A Spotlight On Northern Alberta
Travel Mediaplanet finds out more about the opportunities available in the northern region. Here are some tips to consider before the big move.
Lesser Slave Lake
Grande Praire and Region
Mediaplanet: What is the climate like to start a new business in Northern Alberta?
Adam McArthur: Northern Alberta has an entrepreneurial feel that is better experienced than spoken about. The presence of entrepreneurialism and small business in our community is very significant. It becomes a part of the local culture and is encouraged and cultivated through many different resources and the local, provincial and federal level. There is a market place for so many different services and trades in our communities, the opportunity for a new business to be successful leaps off the page when you arrive.
Kevin Keller: Extremely favorable. With the ongoing growth in the energy sector infrastructure and support services are showing great growth, you don’t need to work in the energy sector to benefit from its growth.
MP: What are some of the advantages of doing business in Northern Alberta?
Phyllis Maki: Alberta had an average personal disposable income of over $36,000 in 2009, the highest in Canada. Alberta consistently has the highest investment per capita in Canada. At $23,461 in 2011, it was more than double the Canadian average of $10,758 per capita. Alberta offers a 10% refundable provincial tax credit for scientific research and experimental development encouraging research and development here in Alberta. This is worth up to $400,000 annually per company. Alberta offers one of the most competitive business tax environments in North America - no provincial sales tax (PST), provincial capital taxes, payroll taxes or machinery and equipment taxes.

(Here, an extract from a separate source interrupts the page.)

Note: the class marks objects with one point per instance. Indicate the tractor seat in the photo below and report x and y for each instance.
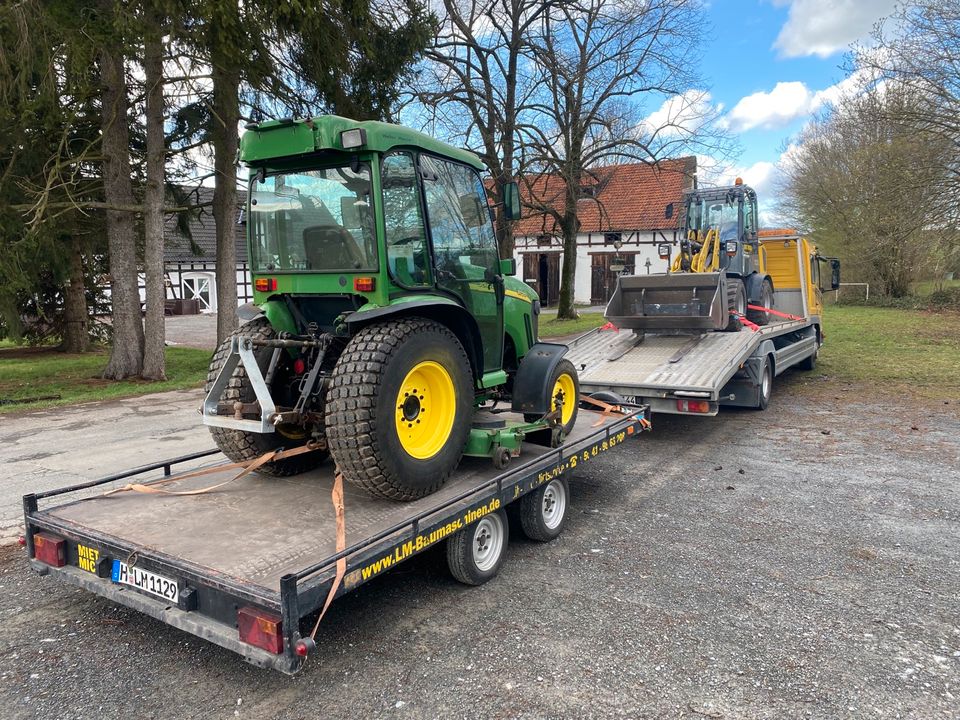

Those are the biggest and best reasons in a nutshell.
Adam McArthur: A tax structure that is less burdensome on consumers and producers. A broad focus on self-reliance, understanding of how entrepreneurialism, and small business are vital to rural centres. Many people feel that our communities are underserviced and are looking for local solutions for their needs. A young population demographic in many communities are entering into their peak spending years and often have the disposable income to spend and want to provide a great experiences and activities for their young families.
MP: What is your top advice for people considering moving to the region?
Kevin Keller: This is not a “nanny state” if you want to move ahead you have to work for it. If you are good at what you do and you can maintain professional relationships you can succeed and faster than elsewhere in Canada.
Phyllis Maki: DO YOUR HOMEWORK! Far too many people are hearing the streets are paved with gold (black) and running here without securing a place to live. Not every community in the north has a negative occupancy rate like in my communities of Bonnyville and Cold Lake but there are hotspots where even finding a hotel room can be challenging. (How can we have a negative occupancy rate, well when there are no hotel rooms and nothing to rent people are staying in travel trailers in someone’s yard, sleeping on co-workers couches and floors and even sometimes in their vehicles)
For prospective business start-ups or purchases, it is the same thing. Make sure you have secured a site, make sure you can find the employees you are going to need and then ensure that they have somewhere to live as well.
Like I said, not every community is this tough, but still, do not move here without doing some research.
MP: How would you describe the community spirit in Northern Alberta?
Holly Sorgen: Northern Albertans are highly innovative, industrious and hardworking people. When bad things happen, people step up to help. We have extremely active Rotary clubs, United Way and Community Foundations that support the growth of our community.
Phyllis Maki: Community spirit in Northern Alberta is alive and strong. People here work hard and play hard. A multitude of cultures are respected and celebrated in most northern communities. French and Ukrainian cultural centres can be found in many communities in the north along with an abundance of Aboriginal educational and historic sites. People still believe in helping their neighbours and going the extra mile for others. There is real feeling of home and family.